The company's basic software is the PHLEX™  family of hp-adaptive finite element analysis programs, a library of object-based modules that may be linked and extended to create job-specific codes across a broad spectrum of engineering disciplines. NASA's research assistance was integral to the development of PHLEX, says COMCO; several NASA SBIRs allowed the company to improve and expand upon the PHLEX code and make it work for a variety of computational mechanics problems, including problems in both fluid and solid mechanics. Traditional general purpose finite element software requires the expertise of an analyst to appreciate the quality of the numerical simulations independently of the quality of the design. PHLEX-based software is designed to remove the uncertainty about the quality of the solution by estimating the solution's error and producing, automatically, the optimal hp-adapted mesh for the accuracy the user chooses.

A commercial offshoot of COMCO's SBIR work is ProPHLEX Developers Toolkit™, introduced in 1995. The primary targeted users are major industrial corporations (for mechanical design applications) and universities (for research and mechanical engineering training).

Ford Motor Company has supported ongoing development to produce a companion product, PHLEXsolid™, and make it compatible with NASTRAN, the NASA-developed standard finite element analysis code used by Ford in auto design. Ford seeks to couple NASTRAN capabilities with the hp-adaptive and Residual Error Estimation features of the PHLEX library. Says a Ford official: "hp-adaptive finite element analysis is one of the key enabling technologies in Ford's drive to reduce the concept-to-market cycle."

Another spinoff product is UNISIM, a PHLEX-based code for analyzing underground flows in oil reservoirs. Developed by COMCO with funding from Texaco Inc, UNISIM is a finite element simulator that combines the hp-adaptivity feature with parallel processing. Designed to obtain accurate numerical pressure and saturation solutions associated with large oil fields, the software models the complicated dynamics of horizontal and vertical wells used to inject water into reservoirs and force more of the oil to the producing wells.

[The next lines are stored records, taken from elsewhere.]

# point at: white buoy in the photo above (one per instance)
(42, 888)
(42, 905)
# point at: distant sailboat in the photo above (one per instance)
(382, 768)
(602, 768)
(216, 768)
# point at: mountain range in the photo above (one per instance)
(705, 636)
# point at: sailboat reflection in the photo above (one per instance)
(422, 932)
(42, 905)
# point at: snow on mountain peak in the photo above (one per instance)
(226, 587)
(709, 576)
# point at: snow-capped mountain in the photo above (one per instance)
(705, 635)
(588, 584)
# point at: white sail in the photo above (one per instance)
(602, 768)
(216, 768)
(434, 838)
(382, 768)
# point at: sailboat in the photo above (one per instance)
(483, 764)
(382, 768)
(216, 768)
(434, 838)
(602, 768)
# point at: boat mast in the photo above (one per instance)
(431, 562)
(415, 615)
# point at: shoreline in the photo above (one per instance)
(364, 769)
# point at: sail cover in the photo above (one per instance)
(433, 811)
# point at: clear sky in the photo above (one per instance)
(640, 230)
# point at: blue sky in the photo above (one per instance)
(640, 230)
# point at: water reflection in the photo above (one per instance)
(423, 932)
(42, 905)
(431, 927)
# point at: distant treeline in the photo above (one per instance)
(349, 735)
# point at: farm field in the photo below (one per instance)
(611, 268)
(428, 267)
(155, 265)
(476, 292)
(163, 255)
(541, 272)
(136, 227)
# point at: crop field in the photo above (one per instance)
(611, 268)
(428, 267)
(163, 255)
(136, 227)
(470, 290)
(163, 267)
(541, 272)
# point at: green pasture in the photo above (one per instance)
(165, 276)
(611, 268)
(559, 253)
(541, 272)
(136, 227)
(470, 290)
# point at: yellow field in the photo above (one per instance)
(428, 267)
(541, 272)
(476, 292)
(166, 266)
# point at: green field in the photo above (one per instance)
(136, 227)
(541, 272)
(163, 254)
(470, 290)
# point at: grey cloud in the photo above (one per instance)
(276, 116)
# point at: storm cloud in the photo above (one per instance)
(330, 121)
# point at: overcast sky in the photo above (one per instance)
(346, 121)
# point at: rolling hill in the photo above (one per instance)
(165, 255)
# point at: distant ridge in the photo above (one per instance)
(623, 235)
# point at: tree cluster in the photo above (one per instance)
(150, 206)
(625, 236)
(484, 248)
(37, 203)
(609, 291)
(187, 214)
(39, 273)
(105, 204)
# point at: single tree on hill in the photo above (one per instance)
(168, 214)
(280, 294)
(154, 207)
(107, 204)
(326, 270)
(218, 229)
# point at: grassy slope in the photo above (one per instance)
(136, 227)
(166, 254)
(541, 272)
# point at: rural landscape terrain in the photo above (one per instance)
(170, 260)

PHLEX, ProPHLEX Developers Toolkit, PHLEXsolid, and UNISIM are trademarks of Computational Mechanics Company.

Abstract
Various NASA Small Business Innovation Research grants from Marshall Space Flight Center, Langley Research Center and Ames Research Center were used to develop the kernel" of COMCO's modeling and simulation software the PHLEX finite element code. NASA needed it to model designs of flight vehicles; one of many customized commercial applications is UNISIM a PHLEX-based code for analyzing underground flows in oil reservoirs for Texaco Inc. COMCO's products simulate a computational mechanics problem estimate the solution's error and produce the optimal hp-adapted mesh for the accuracy the user chooses. The system is also used as a research or training tool in universities and in mechanical design in industrial corporations."
Workers at a Texaco oil field drill a vertical oil well

Workers at a Texaco oil field drill a vertical oil well. Texaco's oil production is aided by a computational simulation code called UNISIM.

A Texaco inspector performs a routine quality control check

A Texaco inspector performs a routine quality control check.

UNISIM simulation software produces imagery and data for pressure and saturation solutions

UNISIM simulation software produces imagery and data for pressure and saturation solutions.